Having tackled science fiction in ‘Never Let Me Go’, his last novel which was published a decade ago, and detective fiction in ‘When We Were Orphans’, Ishiguro has moved on to historical fantasy territory in ‘The Buried Giant’. As regular readers of my blog will have guessed, fantasy isn’t my favourite genre but if the writing is likely to be good, I will give it a go. Set in the Dark Ages after a war between Saxons and Britons, it tells the story of Axl and Beatrice, an elderly couple who set out on a journey to find their son who has disappeared, encountering knights, monks and a dragon called Querig along the way. Axl, Beatrice and the rest of the community only have vague recollections of certain elements of the past and Querig must be killed in order for their memories to return. They refer to this collective amnesia as “the mist”and the memories they do have are not ones that they all share.
One of the more eloquently written one-star reviews of ‘The Buried Giant’ sums up the book as follows: “Imagine if you will Lords of the Rings without Orcs, battles, wizards or any form of action told in the tones of Stevens the butler from Remains of the Day.” The prose itself manages to be simultaneously vague and literal – individual sentences make sense on their own but the cumulative effect is as dense as the mist descending on the community.

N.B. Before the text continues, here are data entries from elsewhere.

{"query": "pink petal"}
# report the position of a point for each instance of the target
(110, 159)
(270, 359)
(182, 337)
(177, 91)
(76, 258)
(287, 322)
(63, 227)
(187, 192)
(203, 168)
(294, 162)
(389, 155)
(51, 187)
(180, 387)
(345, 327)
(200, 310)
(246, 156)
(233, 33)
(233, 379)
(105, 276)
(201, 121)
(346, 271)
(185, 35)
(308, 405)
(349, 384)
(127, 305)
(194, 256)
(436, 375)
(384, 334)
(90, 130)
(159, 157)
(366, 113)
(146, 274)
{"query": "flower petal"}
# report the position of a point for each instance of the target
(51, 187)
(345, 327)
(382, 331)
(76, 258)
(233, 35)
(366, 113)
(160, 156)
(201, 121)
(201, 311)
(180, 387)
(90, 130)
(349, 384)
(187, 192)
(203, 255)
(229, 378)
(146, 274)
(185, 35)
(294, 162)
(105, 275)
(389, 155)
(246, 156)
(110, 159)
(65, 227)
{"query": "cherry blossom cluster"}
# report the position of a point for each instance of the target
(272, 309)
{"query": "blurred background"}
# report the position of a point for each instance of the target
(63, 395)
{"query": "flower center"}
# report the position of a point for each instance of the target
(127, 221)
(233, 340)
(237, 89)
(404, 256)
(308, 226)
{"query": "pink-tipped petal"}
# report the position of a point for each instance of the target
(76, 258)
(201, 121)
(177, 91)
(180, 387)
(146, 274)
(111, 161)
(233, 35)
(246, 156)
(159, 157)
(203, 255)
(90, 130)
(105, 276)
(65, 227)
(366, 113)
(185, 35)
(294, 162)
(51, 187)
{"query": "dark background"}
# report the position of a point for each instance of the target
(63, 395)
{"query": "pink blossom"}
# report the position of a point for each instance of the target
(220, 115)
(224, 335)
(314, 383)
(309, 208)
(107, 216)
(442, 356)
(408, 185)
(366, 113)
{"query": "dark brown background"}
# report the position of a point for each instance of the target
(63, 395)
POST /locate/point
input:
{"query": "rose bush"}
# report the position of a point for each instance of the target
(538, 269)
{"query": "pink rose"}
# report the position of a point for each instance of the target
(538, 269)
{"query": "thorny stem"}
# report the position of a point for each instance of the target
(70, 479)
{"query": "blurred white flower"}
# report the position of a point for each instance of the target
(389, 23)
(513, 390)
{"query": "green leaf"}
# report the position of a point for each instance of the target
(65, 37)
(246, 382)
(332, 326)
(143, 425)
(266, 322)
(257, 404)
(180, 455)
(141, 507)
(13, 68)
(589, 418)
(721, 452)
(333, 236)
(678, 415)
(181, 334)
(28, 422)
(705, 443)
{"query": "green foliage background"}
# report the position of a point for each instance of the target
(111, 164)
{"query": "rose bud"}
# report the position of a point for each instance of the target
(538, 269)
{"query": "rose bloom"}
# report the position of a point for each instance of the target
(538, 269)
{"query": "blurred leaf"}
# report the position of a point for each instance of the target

Although Ishiguro’s work is impossible to pigeonhole into one genre, memory has been a key theme in all of his novels. In general, I find it is usually one of the more interesting themes in literature as it generates a lot of scope for ambiguity. However, I do tend to struggle with books where none of the characters have a clue about what’s going on, or any clear memory of the experiences which have shaped their personality, especially in a setting as vague as the Dark Ages. I skimmed the last four chapters although I don’t think I missed much.
I think ‘The Buried Giant’ would have seriously struggled to find an audience had the book not had Ishiguro’s name on the cover and I can see why the response has been mostly underwhelming. However, like other genre-hopping writers such as Ian McEwan and Dave Eggers, Ishiguro’s body of work is so varied that I doubt that many of his readers would claim to enjoy all of his novels equally – not that this is likely to bother Ishiguro who seems to be an author who truly only writes for himself.